The starting rotation: Jon Lester, Yu Darvish, Kyle Hendricks, Jose Quintana and Tyler Chatwood.

The position-player group: Willson Contreras, Victor Caratini, Anthony Rizzo, Javy Baez, Addison Russell, Kris Bryant, Tommy La Stella, Kyle Schwarber, Albert Almora Jr., Ian Happ, Jason Heyward and Ben Zobrist.

The bullpen: Brandon Morrow, Steve Cishek, Pedro Strop, Carl Edwards Jr., Mike Montgomery, Brian Duensing, Justin Wilson and Justin Grimm.

Boom. There’s your 25.

Joe Maddon, do you agree?

“You guys and ladies could probably write down what you’re seeing and be pretty accurate,” Maddon said Thursday. “I can’t deny that, it’s true. Oftentimes, when you’re a pretty good ball club, that is the case. When you’re not so good, you always get auditions during spring training.

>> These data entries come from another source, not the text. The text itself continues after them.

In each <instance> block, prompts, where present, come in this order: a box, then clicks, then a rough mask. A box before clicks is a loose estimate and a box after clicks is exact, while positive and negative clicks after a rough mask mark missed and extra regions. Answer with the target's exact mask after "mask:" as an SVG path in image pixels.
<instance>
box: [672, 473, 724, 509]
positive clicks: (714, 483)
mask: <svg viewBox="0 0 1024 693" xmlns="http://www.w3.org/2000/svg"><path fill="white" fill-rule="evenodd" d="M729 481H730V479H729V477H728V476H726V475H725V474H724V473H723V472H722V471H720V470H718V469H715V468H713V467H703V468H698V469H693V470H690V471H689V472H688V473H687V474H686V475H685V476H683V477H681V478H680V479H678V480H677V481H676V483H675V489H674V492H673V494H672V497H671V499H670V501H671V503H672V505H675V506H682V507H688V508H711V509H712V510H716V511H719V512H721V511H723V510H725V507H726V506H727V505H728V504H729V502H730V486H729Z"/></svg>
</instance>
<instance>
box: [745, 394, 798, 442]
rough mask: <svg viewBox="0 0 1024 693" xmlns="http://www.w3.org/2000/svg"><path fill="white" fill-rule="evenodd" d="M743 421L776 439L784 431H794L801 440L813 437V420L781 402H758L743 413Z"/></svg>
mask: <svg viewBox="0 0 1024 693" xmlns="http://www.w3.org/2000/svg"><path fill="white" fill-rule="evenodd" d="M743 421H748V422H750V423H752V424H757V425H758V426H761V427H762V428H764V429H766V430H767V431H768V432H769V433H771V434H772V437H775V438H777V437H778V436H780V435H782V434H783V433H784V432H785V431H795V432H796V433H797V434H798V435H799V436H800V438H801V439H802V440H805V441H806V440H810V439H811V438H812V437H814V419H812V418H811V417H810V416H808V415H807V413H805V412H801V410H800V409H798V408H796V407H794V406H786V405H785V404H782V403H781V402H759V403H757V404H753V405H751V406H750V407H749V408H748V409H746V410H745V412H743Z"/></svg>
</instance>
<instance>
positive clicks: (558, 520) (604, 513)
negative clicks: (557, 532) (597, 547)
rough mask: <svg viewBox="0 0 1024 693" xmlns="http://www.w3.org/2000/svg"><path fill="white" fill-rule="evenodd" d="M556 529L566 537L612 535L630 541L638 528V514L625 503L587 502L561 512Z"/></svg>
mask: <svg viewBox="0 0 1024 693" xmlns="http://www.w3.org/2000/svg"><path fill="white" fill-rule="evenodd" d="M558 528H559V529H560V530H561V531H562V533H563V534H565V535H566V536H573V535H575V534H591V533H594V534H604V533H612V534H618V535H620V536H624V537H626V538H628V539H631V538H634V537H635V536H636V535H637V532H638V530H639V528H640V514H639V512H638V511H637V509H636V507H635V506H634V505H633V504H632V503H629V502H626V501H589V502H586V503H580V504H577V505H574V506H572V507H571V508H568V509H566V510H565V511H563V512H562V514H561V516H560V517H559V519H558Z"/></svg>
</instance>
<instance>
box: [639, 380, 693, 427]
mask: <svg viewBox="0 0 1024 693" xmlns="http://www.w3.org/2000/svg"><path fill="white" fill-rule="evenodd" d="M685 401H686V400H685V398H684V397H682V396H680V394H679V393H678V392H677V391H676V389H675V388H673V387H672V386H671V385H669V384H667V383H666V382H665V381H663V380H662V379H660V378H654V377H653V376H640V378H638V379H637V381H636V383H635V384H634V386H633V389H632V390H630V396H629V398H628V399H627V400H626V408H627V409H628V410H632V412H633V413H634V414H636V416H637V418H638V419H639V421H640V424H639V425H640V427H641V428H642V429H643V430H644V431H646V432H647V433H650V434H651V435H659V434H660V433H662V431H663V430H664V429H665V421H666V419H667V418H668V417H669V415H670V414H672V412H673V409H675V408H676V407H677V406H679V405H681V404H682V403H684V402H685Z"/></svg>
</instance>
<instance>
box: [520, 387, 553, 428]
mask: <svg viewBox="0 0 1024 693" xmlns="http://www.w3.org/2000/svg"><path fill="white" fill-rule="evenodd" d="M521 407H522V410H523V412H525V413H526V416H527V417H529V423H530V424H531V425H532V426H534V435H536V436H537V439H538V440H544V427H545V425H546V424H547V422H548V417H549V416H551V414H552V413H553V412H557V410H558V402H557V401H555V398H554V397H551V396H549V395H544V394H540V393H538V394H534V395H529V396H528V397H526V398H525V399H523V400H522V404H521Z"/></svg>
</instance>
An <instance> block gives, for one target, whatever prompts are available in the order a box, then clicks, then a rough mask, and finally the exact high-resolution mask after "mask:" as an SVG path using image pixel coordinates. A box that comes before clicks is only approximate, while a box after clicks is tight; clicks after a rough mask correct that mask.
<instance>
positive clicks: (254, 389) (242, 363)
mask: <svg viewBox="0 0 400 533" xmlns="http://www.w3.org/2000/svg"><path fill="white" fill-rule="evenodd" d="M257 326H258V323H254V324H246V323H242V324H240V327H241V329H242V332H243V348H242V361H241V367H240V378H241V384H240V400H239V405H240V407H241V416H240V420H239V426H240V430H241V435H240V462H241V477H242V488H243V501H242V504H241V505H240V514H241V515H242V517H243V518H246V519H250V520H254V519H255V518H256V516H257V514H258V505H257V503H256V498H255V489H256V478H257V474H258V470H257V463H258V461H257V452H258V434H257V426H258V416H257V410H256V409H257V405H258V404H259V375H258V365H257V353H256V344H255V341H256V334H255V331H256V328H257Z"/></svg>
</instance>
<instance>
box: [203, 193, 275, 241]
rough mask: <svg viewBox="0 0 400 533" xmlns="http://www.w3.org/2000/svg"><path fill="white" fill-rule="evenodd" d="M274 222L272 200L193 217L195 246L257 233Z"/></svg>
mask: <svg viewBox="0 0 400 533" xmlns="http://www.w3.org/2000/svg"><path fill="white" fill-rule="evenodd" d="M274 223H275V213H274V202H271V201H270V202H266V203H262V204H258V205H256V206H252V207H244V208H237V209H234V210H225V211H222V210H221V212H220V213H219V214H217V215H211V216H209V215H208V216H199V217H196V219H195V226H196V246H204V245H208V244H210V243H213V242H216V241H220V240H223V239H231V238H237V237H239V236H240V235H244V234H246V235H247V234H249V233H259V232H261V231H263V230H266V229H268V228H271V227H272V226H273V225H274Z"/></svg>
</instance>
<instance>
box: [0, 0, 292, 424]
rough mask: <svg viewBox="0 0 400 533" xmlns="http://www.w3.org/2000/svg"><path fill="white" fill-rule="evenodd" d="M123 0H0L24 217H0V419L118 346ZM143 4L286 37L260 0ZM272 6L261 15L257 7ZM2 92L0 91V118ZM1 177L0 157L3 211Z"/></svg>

“I think what the boys have done is they’ve built up a nice cache in case things were to happen. The depth is outstanding. So you could probably narrow it down, who you think’s going to be the 25, and I won’t argue that.”

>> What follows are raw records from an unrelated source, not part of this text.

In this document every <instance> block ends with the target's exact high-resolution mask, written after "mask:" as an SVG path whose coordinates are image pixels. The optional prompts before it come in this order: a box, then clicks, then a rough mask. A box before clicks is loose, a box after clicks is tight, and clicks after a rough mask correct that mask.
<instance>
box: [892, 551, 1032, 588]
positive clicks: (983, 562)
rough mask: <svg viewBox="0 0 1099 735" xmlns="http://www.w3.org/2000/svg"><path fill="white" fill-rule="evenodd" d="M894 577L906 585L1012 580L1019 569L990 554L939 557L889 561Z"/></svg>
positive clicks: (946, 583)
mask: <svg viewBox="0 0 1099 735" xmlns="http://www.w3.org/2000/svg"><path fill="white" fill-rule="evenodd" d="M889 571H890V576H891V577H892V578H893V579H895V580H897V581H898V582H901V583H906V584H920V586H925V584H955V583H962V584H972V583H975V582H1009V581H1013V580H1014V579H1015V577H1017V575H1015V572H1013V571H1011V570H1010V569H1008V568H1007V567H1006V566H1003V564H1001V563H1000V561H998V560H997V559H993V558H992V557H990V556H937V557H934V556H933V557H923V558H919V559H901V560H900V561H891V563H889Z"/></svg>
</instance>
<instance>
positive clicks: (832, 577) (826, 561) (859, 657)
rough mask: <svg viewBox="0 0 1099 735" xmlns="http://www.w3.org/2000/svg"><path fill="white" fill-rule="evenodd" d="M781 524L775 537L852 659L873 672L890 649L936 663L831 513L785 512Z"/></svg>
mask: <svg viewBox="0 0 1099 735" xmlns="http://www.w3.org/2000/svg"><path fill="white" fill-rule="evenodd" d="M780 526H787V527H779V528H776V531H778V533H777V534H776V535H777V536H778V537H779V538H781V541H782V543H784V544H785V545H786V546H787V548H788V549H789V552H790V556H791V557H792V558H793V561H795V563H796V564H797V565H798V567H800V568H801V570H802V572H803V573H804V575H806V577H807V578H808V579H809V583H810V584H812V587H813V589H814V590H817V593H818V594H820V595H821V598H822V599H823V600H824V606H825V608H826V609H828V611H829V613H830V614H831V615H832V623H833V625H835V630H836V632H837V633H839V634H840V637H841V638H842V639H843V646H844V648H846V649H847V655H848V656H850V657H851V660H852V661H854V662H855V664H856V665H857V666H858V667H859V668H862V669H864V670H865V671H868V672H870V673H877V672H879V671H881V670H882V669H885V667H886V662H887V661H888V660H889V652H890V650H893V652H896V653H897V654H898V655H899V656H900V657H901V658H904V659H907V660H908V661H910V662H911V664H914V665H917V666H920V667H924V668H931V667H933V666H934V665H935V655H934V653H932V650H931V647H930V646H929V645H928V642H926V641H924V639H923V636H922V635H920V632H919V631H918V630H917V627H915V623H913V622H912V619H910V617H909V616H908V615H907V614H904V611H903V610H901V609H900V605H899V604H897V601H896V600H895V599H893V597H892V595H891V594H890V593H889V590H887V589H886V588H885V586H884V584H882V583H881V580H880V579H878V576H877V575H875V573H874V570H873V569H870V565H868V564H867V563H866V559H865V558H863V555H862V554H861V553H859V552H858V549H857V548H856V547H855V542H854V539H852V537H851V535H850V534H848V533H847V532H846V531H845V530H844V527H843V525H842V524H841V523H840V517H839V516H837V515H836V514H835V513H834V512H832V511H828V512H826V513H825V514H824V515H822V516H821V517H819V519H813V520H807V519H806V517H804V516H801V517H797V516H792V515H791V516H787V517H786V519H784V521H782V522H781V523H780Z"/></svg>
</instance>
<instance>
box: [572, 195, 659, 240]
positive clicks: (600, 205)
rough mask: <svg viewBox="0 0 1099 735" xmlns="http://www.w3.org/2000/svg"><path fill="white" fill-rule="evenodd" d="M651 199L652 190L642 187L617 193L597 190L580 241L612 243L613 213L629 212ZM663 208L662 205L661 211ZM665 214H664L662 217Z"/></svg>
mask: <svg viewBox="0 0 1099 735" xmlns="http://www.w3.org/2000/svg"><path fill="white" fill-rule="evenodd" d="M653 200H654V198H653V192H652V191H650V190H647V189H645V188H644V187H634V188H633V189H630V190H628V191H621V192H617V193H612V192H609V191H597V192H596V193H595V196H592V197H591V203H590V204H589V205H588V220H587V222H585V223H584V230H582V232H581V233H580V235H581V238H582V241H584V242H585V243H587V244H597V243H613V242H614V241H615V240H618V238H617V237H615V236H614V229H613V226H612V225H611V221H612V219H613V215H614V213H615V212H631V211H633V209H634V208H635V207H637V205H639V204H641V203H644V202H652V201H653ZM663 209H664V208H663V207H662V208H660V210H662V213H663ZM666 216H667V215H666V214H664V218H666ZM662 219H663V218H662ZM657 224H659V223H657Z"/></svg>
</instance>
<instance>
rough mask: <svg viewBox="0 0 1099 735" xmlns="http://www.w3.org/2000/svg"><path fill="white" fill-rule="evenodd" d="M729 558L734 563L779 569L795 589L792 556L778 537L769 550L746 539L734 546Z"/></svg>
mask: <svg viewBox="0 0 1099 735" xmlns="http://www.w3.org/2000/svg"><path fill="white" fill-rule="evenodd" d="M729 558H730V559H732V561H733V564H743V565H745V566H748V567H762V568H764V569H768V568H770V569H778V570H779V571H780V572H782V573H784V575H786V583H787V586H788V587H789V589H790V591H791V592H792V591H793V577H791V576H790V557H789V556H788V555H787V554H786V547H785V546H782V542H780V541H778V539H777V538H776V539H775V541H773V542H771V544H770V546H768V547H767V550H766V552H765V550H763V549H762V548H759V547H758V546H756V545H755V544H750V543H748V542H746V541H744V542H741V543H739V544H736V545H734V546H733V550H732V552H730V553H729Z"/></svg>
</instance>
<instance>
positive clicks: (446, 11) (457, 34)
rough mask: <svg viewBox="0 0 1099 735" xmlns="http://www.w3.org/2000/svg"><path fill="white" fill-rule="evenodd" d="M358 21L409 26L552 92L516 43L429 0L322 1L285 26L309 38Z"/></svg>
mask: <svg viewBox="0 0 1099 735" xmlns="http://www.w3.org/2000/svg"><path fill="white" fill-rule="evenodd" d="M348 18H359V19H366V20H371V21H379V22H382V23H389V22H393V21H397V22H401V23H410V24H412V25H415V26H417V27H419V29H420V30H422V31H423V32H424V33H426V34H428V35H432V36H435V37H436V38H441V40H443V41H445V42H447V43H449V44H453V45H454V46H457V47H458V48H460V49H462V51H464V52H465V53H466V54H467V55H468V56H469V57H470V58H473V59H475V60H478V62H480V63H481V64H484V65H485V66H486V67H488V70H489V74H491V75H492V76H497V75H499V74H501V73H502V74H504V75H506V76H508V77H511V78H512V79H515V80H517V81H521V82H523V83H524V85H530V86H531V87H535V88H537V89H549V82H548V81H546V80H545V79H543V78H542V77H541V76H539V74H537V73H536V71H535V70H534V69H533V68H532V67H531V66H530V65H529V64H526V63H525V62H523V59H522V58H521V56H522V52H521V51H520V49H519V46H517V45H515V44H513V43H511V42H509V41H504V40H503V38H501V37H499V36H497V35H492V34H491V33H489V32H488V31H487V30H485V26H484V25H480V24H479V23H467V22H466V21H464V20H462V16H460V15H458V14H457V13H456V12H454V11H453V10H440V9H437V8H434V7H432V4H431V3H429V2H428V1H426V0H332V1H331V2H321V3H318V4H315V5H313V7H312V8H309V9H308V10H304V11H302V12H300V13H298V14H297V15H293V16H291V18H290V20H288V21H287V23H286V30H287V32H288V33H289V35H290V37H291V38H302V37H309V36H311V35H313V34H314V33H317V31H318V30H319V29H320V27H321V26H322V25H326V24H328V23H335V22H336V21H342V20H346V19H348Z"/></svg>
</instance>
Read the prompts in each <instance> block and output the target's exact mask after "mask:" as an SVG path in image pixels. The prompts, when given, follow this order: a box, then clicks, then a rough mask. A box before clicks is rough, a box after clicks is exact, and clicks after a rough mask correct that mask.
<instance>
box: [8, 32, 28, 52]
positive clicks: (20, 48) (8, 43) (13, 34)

It’s the latest example in a camp that to this point has been full of them that the Cubs are one of baseball’s best teams and that only a World Series championship will fulfill expectations. Had the front office stuck with a starting rotation of Lester, Hendricks, Quintana, Chatwood and Montgomery, then there would’ve been a spot open in the bullpen. But the statement-making signing of Darvish jolted the Cubs into “best rotation in the game” status, sent Montgomery back to the bullpen and further locked the roster into place.

Guys like Grimm and La Stella have been forced off the 25-man roster at points in recent seasons, though even their spots seem safe. Maddon even said that a huge spring from someone else wouldn’t mean as much at what guys have done at the major league level in recent memory.

“Spring training performance, for me, it’s not very defining,” Maddon said. “You’re going to be playing against a lot of guys that aren’t going to be here, more Triple-A guys, even some Double-A guys. Some guys come in better shape, they normally look better early. The vibe’s different. You play a couple innings, you don’t get many at-bats, the pitcher doesn’t see hitters three times and vice versa. So I don’t worry about that as much.

“It’s more about, guys that might be fighting for a moment, what do they look like, does it look right, does it look good, how do they fit in? Is there somebody there that you scouted? Because what matters a lot is last year and what you did last year and the last couple months of last year.

“So of course guys that have been here probably have a bit of an upper hand, but we’re very open-minded about stuff. And I think when you look at the guys, you’re right, it’s probably pretty close to being set. But stuff happens.”

Could the recently signed Shae Simmons give Grimm an unexpected challenge for the final relief spot? Maddon said guys who have been with the Cubs in the recent past have a leg up. Could Chris Gimenez turn his experience with Darvish into a win over Caratini for the backup catcher spot? Maddon threw cold water on the "personal catcher" narrative last week.

Of course, Maddon left the door open the possibility of an injury that could open up a roster spot and even shake up the depth chart. But barring the unforeseen, this 25-man group looks locked into place.

That gives the Cubs an edge, perhaps, in that they can specifically find ways to tune up those guys rather than focus on getting enough at-bats for players who are fighting for roster spots. But most of that edge came during the winter, and in winters and summers past, when the front office built this team into a championship contender.

There have been plenty of years when the fans coming to Mesa to watch the Cubs play in spring training saw the blossoming of a big league player thanks to a monster spring or a surprise tear during March. That’s going to be unlikely this spring, a reflection of just how far this team has come.

“It’s easy for me to reflect on this because when I started out with the Rays, wow,” Maddon said. “That was a casting call trying to figure it out. You had very few settled positions when you walked in the door. And then as we got better, it became what we’re talking about. As we moved further along, you were pretty much set by the time (you got to spring training) except for one or two spots.

“So I think the better teams are like that.”

The Cubs are most definitely one of those better teams.